Harris’ project, which includes a community garden as well as the goats, has helped turn around her neighborhood, once known as “murder alley,” into a good place to live.

These gardens, she said, can help provide nutritious vegetables that are otherwise not available in a central city neighborhood.

Harris said, she remembers going into a corner store, and basically all she could find were chips. The few fruits and vegetables are wilted and unappetizing.

This lack of grocery options in the city led ProMedica to finance a grocery store in its neighborhood, said Kate Sommerfeld. The shop benefits the hospital’s patients, who now sometimes receive food prescriptions, as well as its employees and nearby residents.

The hospital’s concern about food, Sommerfeld said, stems from the realization that many of the health problems its patients face are not medical, but social, including food insecurity. Doctors now screen patients for hunger.

Lack of proper food, Harris said, results in people lacking energy and mental acuity. She has seen one woman lose 40 pounds through her involvement with the community garden.

Working in the garden provide people with job skills, and “gives them ownership in their community,” Harris said.

Neiko Alvarado, a senior at BGSU who has worked as a former community gardening intern, said he’d like to use community gardens to teach people where their food comes from and how to grow food sustainably.

This can lead to educating people about nutrient overload from large scale agriculture that’s polluting Lake Erie, he said.

Growing the food and giving it to people is not enough, said Megan Sutherland, of Common Good in Bowling Green. It does little good if someone gets a kohlrabi “and they have no clue how to cook it especially when people don’t know how to prepare something from scratch.” Or they don’t have adequate kitchens.

Common Good has been coordinating the large community garden on West Wooster Street on the grounds of Peace Lutheran Church. It has also assisted with other community gardens around town.

The garden plans to work with the Brown Bag Food Project in town to not only provide food but to show people how to prepare it. Sutherland said more attention will be paid to growing crops people are more interested in consuming.

Dubielak said bringing people to eat together helps introduce these new foods, and build community.

Nestor said the Urban Agriculture Alliance will focus on the regulatory side of urban gardening.

Toledo city government has mixed policies. It’s difficult to get approval for greenhouses.  One local resident was told he couldn’t set up a stand to sell produce from his garden because it was a commercial venture in a residential neighborhood.

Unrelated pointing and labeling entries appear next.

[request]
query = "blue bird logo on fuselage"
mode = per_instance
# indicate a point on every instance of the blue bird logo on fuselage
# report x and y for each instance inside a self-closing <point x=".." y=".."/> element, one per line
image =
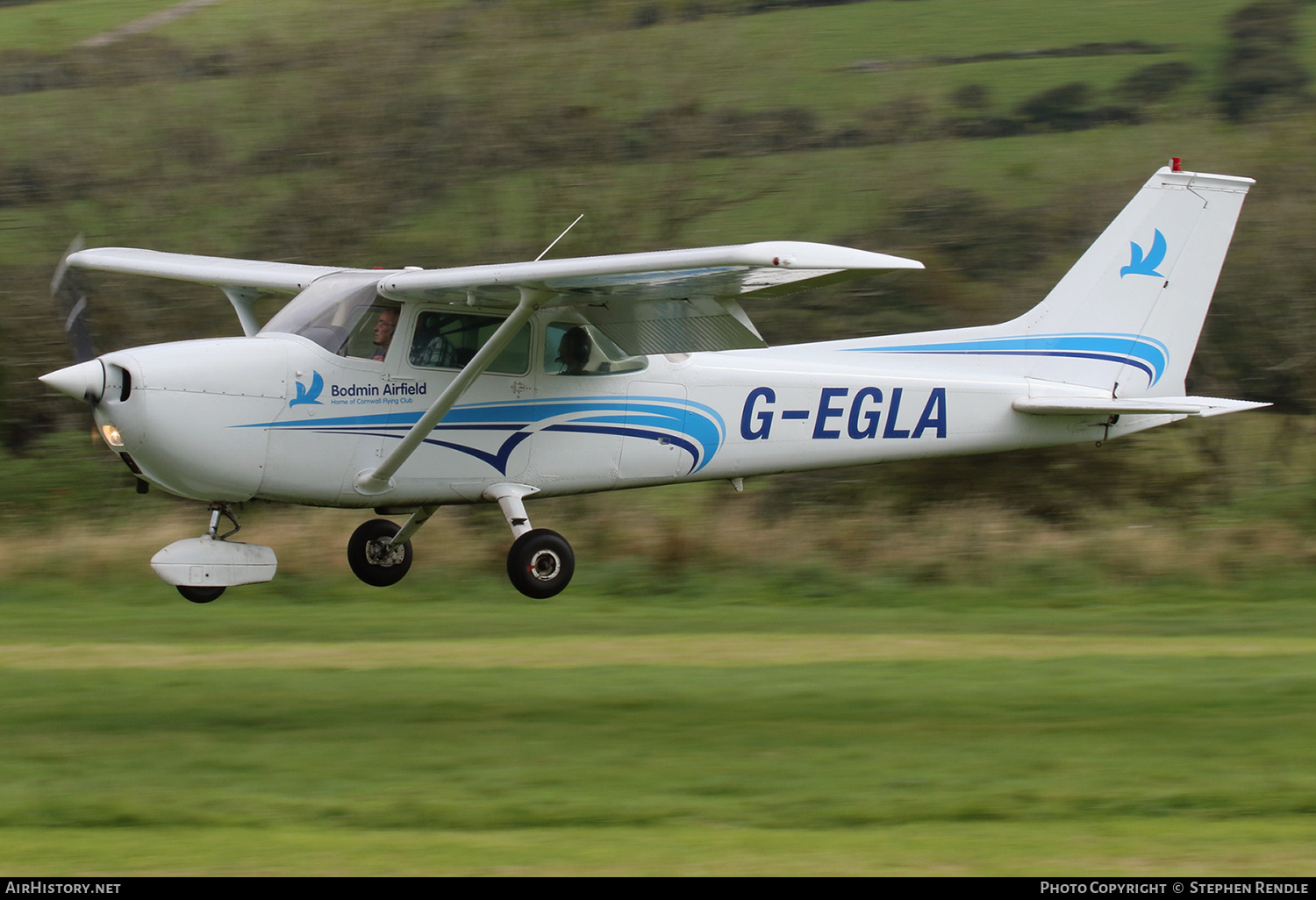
<point x="308" y="396"/>
<point x="1145" y="266"/>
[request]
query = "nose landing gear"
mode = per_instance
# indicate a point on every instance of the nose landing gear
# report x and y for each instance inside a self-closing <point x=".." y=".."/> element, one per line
<point x="540" y="563"/>
<point x="375" y="554"/>
<point x="202" y="568"/>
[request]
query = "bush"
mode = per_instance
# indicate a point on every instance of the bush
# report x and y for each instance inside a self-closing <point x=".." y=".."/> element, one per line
<point x="1155" y="82"/>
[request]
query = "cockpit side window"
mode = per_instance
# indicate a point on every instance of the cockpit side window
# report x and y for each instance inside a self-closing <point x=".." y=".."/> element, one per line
<point x="581" y="349"/>
<point x="449" y="339"/>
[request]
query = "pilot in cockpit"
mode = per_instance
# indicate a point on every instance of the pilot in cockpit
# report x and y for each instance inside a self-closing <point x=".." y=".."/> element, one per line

Another man who was trying to revitalize a lot by using wood chips was told to stop because the chips were considered debris.

This kind of regulatory hurdles need to be removed, Nestor said.

Growing food locally may become even more of a necessity, Dubielak said.

She noted the natural disasters linked to climate change in California. There may come a time when people in Ohio won’t be able to depend on California to provide it sustenance. Urban agriculture and living off the land, she said, will provide the food security they need.